The morning after the cutting of the power, Ava wakes up early. She rolls over in bed to discover Derrick sleeping there. Now that's a one-night stand to regret! Oh, I'm sorry. Is it too early in the recap for an incestuous pedophilia joke? Ava goes up to Nikki's room, but Nikki isn't there. Ava calls her name. Jay comes into the house and says that Nikki's outside. Ava starts to run out there, but Jay advises her, "I know last night was rough, but you can't make it happen. You have to let it happen." Susannah calls out to remind Ava that they have that airport meeting with a famous designer in about two hours. I seriously think the wardrobe and hair departments hate Merrin Dungey. She now has her hair in a ponytail or bun or something with these tendrils hanging down in the front, but the tendrils are like, the size of Cleveland and they look like wings. Get a bobby pin or a barrette or something and tame those things before the ocean breezes pick her up and sail her off to Catalina.
Nikki stands outside and stares at the water. Three teenage girls walk down the beach giggling. What self-respecting teenager would be awake that early? One girl breaks off from the pack and walks over to say hello to Nikki, who is all squinty, even thought it's totally overcast and not sunny at all. ["That facial expression made her look like she was having a colonoscopy, like, if the hair and makeup departments hate Dungey, the lighting department must LOATHE Kay Panabaker not to put up a filter or something." -- Wing Chun] Friendly Girl asks if Nikki just moved in, and Nikki says that she lives in Kansas. Friendly Girl just says, "Oh." Awkward silence. Squinty Nikki. Finally, Friendly Girl says goodbye and runs back to her friends. Nikki squints after them, which causes a giant wrinkle to pop out in her forehead, and some sort of weird lump appears. She really is a strange-looking child.
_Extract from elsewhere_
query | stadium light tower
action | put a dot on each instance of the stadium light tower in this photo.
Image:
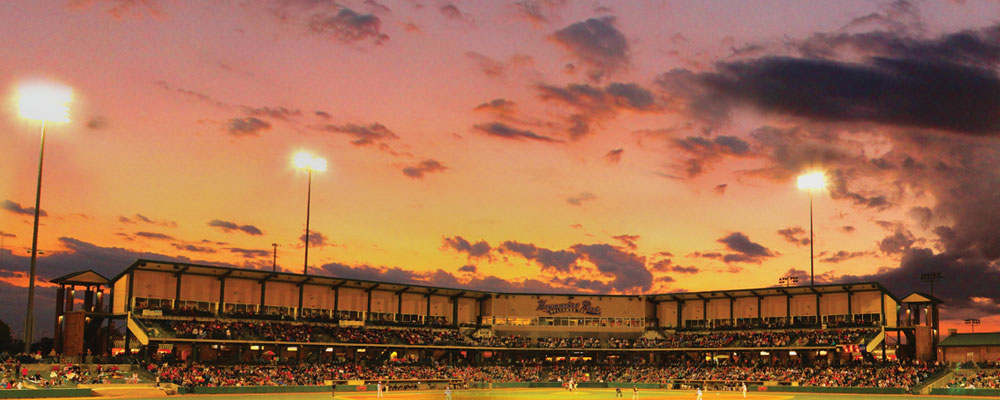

Jay and Johnny jog down the beach together. Are we sure that those two aren't involved? Like, maybe Ava turned Johnny against all women? Anyway, Bradin catches up to them and asks for advice about women. Boy, did he pick the wrong two guys to ask! Johnny immediately advises Bradin to think about something else, like baseball. The interesting thing is that the captioning had him saying, "If she's pregnant, it's her choice what to do about it." I guess they changed the line at the last minute, which was a good decision, because that is highly inappropriate. Jay thinks what Johnny said was still inappropriate, and they really need to decide which one of them is going to be the immature, goofy one, because they've been making that Jay so far. Bradin says that it is about a girl. Jay points out that he and Johnny are not exactly experts, but Johnny tells Bradin to spill it. Bradin asks, if a girl is really hot, and a guy doesn't have a chance, should he ask her out anyway? Didn't he have a girlfriend back in Kansas? Did he just dump her when he moved? Because while that would make sense, it's not what most teens would do. Johnny thinks Bradin should go for it. Jay thinks Bradin should play it cool and let the woman come to him. Again, their advice goes against everything we know about these two, and should have been reversed. Johnny and Jay decide to race up the stairs for some unknown reason, and Bradin does the bad-actor thing of pinching the bridge of his nose to indicate...some emotion. See: Wiggins, Wiley in Dazed and Confused.